The central bank has said that very wide spreads over PLR provide opportunities for non-transparency. "In order to ensure appropriate pricing of loans, banks are encouraged to review both their prime lending rates and spreads and align spreads within reasonable limits around PLR subject to approval of their boards," the central bank said on Tuesday.

The Monetary and Credit Policy of April 2002 had indicated that spreads over PLR of some banks are substantial. Banks were, therefore, urged to review the maximum spreads over PLR and reduce them wherever they were unreasonably high, Jalan said.

A few banks have marginally reduced their maximum spreads. "The Reserve Bank has been monitoring maximum spread over PLR and also the range of lending rates at which maximum business is contracted under a new information system.

"According to the latest available information, both PLR and spread are varying widely across banks/bank-groups. Ideally, in a competitive market, PLRs among various banks/bank-groups should converge to reflect credit market conditions.

"Moreover, spreads around the PLR should be reasonable. In the current environment of low inflation, unreasonably wide spreads could adversely affect the overall credit portfolio of banks," Jalan said.

The recent policy statements have been drawing attention to the factors causing rigidities in the structure of interest rates, particularly in the lending rates of commercial banks, the RBI release said.

The factors include:

  • Fixed rate deposits contracted by commercial banks;
  • High average cost of funds and non-interest operating expenses;
  • Large volume of non-performing assets;
  • Regulation of interest rates on small savings and provident funds;
  • Persistent and large volume of market borrowing programme of the government.
  • There has been some improvement with regard to NPAs, operating expenses and cost of funds of commercial banks. Gross NPAs of public sector banks as a percentage of gross advances declined from 12.4 per cent in March 2001 to 11.1 per cent in March 2002.

The net NPAs as a percentage of advances also declined from 6.7 per cent to 5.8 per cent during the same period.
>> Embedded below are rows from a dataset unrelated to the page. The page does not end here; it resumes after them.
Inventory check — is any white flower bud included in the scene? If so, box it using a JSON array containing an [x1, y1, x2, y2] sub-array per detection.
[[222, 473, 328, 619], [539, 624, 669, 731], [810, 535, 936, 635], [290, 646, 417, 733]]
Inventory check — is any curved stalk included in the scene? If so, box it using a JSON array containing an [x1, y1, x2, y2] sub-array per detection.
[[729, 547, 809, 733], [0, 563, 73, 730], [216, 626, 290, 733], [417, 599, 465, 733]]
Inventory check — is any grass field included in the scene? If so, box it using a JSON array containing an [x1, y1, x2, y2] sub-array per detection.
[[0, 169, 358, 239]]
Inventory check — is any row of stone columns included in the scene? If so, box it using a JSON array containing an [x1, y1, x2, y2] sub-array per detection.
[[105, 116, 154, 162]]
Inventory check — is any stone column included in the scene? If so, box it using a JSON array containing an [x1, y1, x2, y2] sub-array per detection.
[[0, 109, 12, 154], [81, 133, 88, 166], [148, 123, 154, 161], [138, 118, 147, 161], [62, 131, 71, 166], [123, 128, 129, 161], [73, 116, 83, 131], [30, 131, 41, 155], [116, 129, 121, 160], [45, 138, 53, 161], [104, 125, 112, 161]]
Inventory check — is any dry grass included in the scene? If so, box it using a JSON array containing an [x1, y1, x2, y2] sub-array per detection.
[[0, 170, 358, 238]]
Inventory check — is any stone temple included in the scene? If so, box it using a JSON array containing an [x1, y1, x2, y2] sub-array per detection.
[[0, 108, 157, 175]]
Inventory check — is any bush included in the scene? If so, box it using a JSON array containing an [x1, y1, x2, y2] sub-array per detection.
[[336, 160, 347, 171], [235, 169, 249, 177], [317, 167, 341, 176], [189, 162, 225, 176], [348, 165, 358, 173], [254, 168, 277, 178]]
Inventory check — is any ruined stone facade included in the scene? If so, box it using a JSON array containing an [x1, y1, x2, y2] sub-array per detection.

The non-interest operating expenses of public sector banks as a percentage of assets declined from 2.72 per cent in 2000-01 to 2.29 per cent in 2001-02.

The overall cost of funds of public sector banks has also declined from 6.8% in 2000-01 to 6.7 per cent in 2001-02. This is an encouraging development in so far as it has opened up the scope for further improvement in these parameters and in bringing about a reduction in transaction costs and in lending rates of commercial banks.

"The annual policy statement of April 2002 had reviewed the issue and made certain suggestions, which include:

  • Introduction of flexible interest rate system (together with fixed rate option) for all new deposits with reset of interest rate at six-monthly intervals;
  • Enabling banks to pay interest at contracted rates on the existing long-term deposits for the period already run and to waive penalty for premature withdrawal if the same deposit is renewed at a variable rate.

In order to further improve flexibility, banks have been given freedom to decide the period of reset on variable rate deposits. According to the latest available information, some banks have already introduced variable rate deposits.

Although the depositors response to variable rate deposits has not been very favourable so far, "banks are encouraged to make efforts to popularise flexible deposit schemes among the depositors as these are in the long-term interest of banks as well as depositors," the RBI said in its credit policy review issued today.